Pasó horas en un parque, perdida en sus pensamientos, hasta que decidió buscar a Lucía.
—Alejandro, ¿ha venido hoy Lucía? — preguntó en el restaurante.
—Sí, Ana, es muy lista. ¿Es familiar tuya? Se os parece mucho — comentó.
Ana no esperó al día siguiente. Fue directa a la humilde pensión donde vivía Lucía.
—¿Quién es? — preguntó una vecina medio borracha.
—Busco a Lucía, la inquilina.
Cuando apareció, asustada, Ana le pidió hablar en privado.
—Lucía… ¿no te parece raro nuestro parecido? — comenzó con voz temblorosa.
—He pensado en eso toda la tarde… — admitió Lucía.
—No somos extrañas. Somos hermanas gemelas — confesó Ana.
El silencio que siguió fue abrumador. Lucía rompió a llorar.
—¿Cómo es posible?
—Lo es. Nuestra madre no sabe que tuvo gemelas… Dime, ¿cómo es ella?

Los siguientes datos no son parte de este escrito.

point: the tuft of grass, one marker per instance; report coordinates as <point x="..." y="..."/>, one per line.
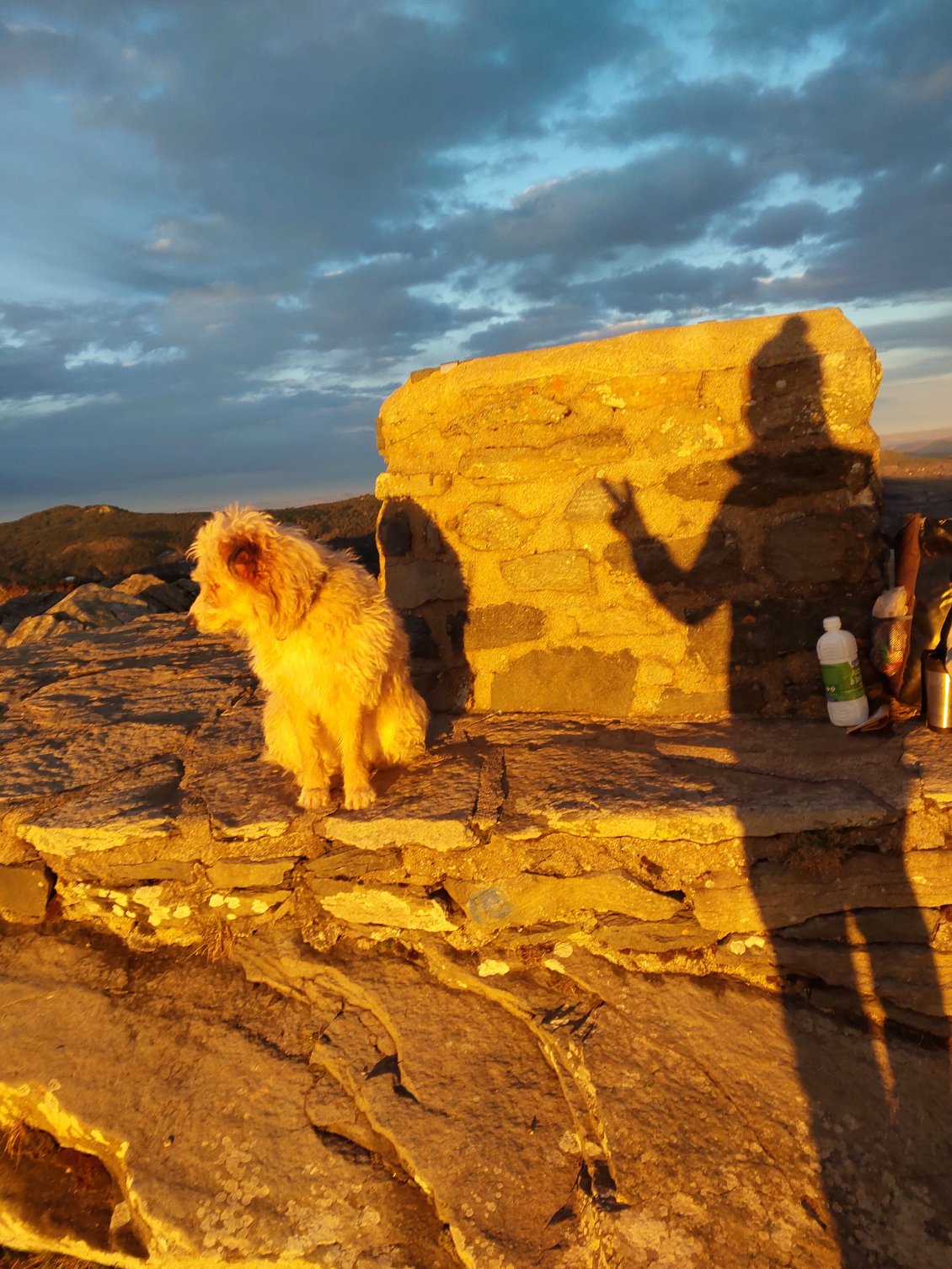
<point x="217" y="943"/>
<point x="816" y="854"/>
<point x="14" y="1141"/>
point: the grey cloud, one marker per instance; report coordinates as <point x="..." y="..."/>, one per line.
<point x="784" y="225"/>
<point x="655" y="201"/>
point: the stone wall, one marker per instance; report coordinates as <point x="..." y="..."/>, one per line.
<point x="648" y="526"/>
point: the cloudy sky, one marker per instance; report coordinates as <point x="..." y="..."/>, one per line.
<point x="230" y="228"/>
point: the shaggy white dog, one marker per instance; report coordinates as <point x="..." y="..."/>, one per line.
<point x="328" y="647"/>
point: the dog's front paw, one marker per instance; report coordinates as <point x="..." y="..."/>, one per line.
<point x="358" y="799"/>
<point x="313" y="799"/>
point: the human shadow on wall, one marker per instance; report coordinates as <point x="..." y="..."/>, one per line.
<point x="791" y="457"/>
<point x="424" y="581"/>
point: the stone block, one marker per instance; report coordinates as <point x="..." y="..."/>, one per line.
<point x="409" y="586"/>
<point x="405" y="908"/>
<point x="779" y="895"/>
<point x="501" y="624"/>
<point x="568" y="679"/>
<point x="24" y="891"/>
<point x="513" y="902"/>
<point x="550" y="570"/>
<point x="489" y="527"/>
<point x="816" y="549"/>
<point x="249" y="873"/>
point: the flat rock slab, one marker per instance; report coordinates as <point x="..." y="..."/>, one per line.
<point x="93" y="709"/>
<point x="361" y="1106"/>
<point x="190" y="1113"/>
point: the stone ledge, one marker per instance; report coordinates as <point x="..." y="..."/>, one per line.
<point x="132" y="780"/>
<point x="623" y="965"/>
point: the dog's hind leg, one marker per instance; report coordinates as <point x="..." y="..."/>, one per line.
<point x="355" y="759"/>
<point x="298" y="744"/>
<point x="400" y="721"/>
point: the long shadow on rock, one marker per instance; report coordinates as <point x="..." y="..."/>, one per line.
<point x="874" y="961"/>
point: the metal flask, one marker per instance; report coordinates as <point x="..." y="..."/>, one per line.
<point x="937" y="682"/>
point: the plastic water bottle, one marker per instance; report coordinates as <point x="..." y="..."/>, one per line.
<point x="839" y="665"/>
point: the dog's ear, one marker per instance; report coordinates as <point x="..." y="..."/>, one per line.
<point x="244" y="559"/>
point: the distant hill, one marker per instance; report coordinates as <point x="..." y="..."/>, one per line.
<point x="931" y="443"/>
<point x="40" y="551"/>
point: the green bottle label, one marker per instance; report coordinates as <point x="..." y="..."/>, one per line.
<point x="843" y="680"/>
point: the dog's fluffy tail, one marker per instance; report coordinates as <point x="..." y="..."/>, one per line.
<point x="400" y="721"/>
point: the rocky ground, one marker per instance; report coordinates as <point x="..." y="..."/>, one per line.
<point x="569" y="993"/>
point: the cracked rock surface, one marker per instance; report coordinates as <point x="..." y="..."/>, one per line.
<point x="569" y="993"/>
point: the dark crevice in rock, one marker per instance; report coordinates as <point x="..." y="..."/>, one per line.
<point x="64" y="1193"/>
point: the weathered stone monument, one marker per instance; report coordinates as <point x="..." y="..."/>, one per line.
<point x="649" y="526"/>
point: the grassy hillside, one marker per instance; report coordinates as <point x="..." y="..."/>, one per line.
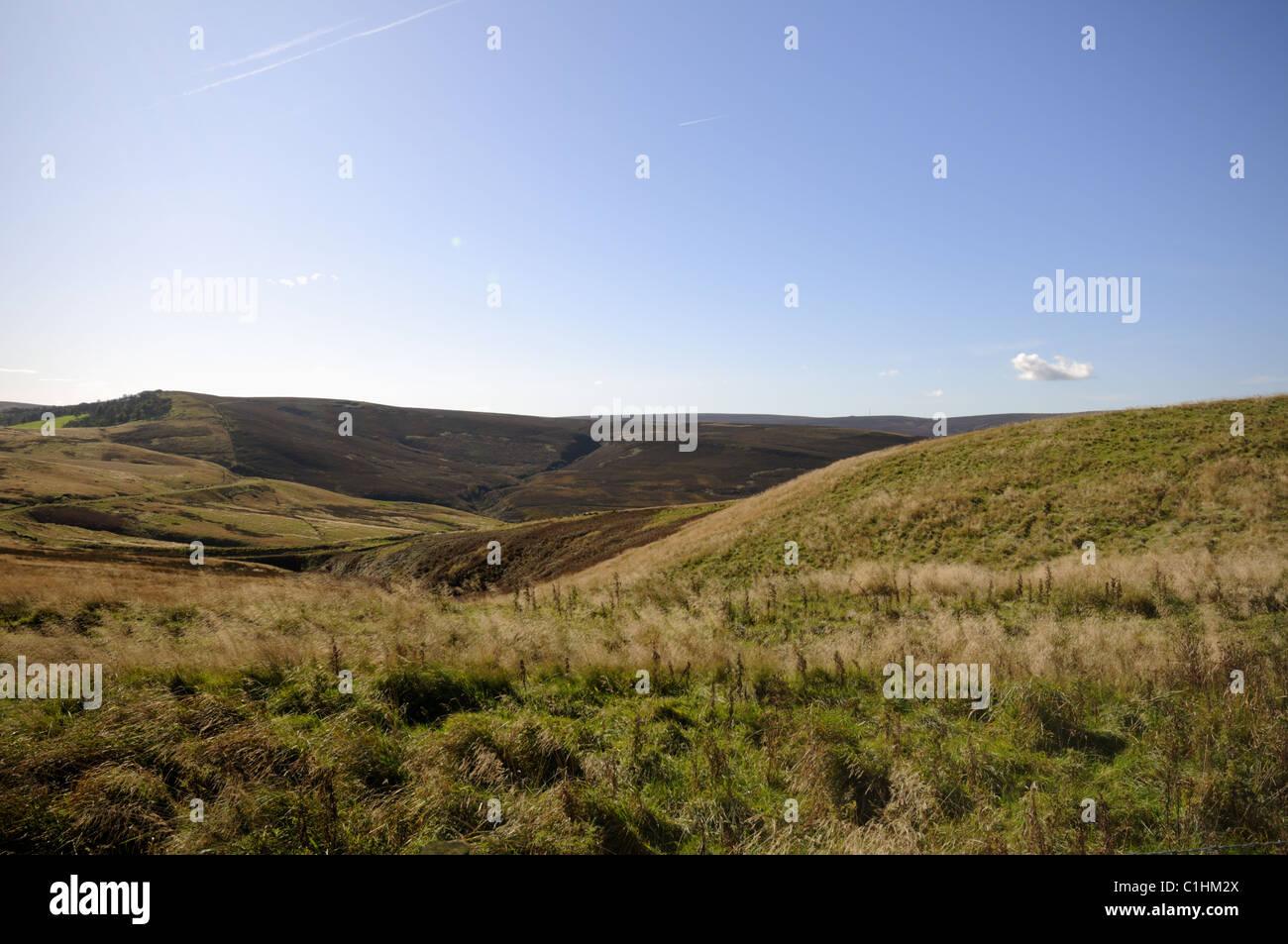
<point x="1171" y="479"/>
<point x="80" y="488"/>
<point x="1111" y="682"/>
<point x="730" y="462"/>
<point x="529" y="553"/>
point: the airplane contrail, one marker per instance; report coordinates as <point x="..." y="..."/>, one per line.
<point x="279" y="47"/>
<point x="320" y="50"/>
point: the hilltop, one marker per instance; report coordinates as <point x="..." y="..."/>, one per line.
<point x="1138" y="479"/>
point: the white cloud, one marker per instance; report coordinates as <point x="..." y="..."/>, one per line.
<point x="1033" y="367"/>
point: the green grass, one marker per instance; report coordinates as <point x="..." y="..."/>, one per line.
<point x="1133" y="480"/>
<point x="581" y="763"/>
<point x="59" y="421"/>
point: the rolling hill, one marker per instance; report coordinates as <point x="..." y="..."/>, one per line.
<point x="1133" y="480"/>
<point x="514" y="468"/>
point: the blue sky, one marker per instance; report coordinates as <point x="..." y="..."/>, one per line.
<point x="518" y="167"/>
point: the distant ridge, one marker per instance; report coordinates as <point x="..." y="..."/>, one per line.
<point x="905" y="425"/>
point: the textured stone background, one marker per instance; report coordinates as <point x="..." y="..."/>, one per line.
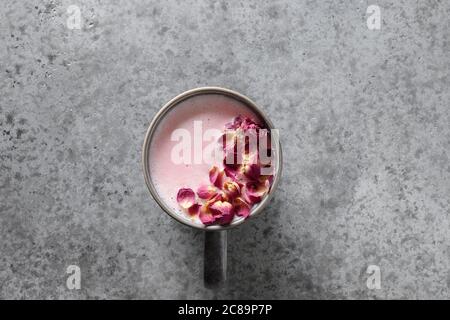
<point x="364" y="118"/>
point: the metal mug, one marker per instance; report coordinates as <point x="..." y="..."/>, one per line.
<point x="215" y="254"/>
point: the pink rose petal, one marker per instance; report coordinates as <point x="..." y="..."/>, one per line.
<point x="194" y="209"/>
<point x="223" y="210"/>
<point x="231" y="189"/>
<point x="252" y="171"/>
<point x="220" y="208"/>
<point x="216" y="177"/>
<point x="186" y="198"/>
<point x="206" y="217"/>
<point x="206" y="191"/>
<point x="241" y="208"/>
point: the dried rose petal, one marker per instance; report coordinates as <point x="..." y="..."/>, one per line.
<point x="231" y="189"/>
<point x="236" y="123"/>
<point x="223" y="211"/>
<point x="206" y="217"/>
<point x="252" y="171"/>
<point x="206" y="191"/>
<point x="253" y="191"/>
<point x="220" y="208"/>
<point x="216" y="176"/>
<point x="194" y="209"/>
<point x="186" y="198"/>
<point x="241" y="208"/>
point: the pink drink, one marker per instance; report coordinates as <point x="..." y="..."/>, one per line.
<point x="214" y="111"/>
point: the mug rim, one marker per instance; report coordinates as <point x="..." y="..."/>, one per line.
<point x="146" y="151"/>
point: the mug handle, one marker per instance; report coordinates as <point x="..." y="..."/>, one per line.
<point x="215" y="259"/>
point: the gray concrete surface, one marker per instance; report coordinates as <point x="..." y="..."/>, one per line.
<point x="364" y="118"/>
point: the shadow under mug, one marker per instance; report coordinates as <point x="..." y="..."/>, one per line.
<point x="215" y="254"/>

—Es dulce, cariñosa… pero está enferma — respondió Lucía. —Soñé contigo muchas veces…
—Y yo contigo — sonrió Ana. —¿Vamos a verla mañana? No quiero perder más tiempo.
—¡Sí! No me imagino su cara…
—Recoge tus cosas. Te vienes conmigo. Nada de que mi hermana viva aquí. Os llevaré a ti y a mamá conmigo.
Se abrazaron, llorando. Por fin, las dos mitades de un mismo corazón se unían.
Al principio, su madre biológica, Isabel, quiso denunciar a Carmen. Pero con el tiempo, prefirió dejar el pasado atrás. Lo importante era que su hija había vuelto.
Un día, Carmen apareció en su puerta, arrepentida.
—Perdóname… No me eches, hija — suplicó, llorando.
—No hace falta. Mamá te perdonó. Y yo… de alguna forma, te agradezco lo que hiciste.
Se abrazaron. Ana comprendió que Carmen no era su enemiga, y esta, por fin, entendió que sí la amaba, aunque nunca supo expresarlo.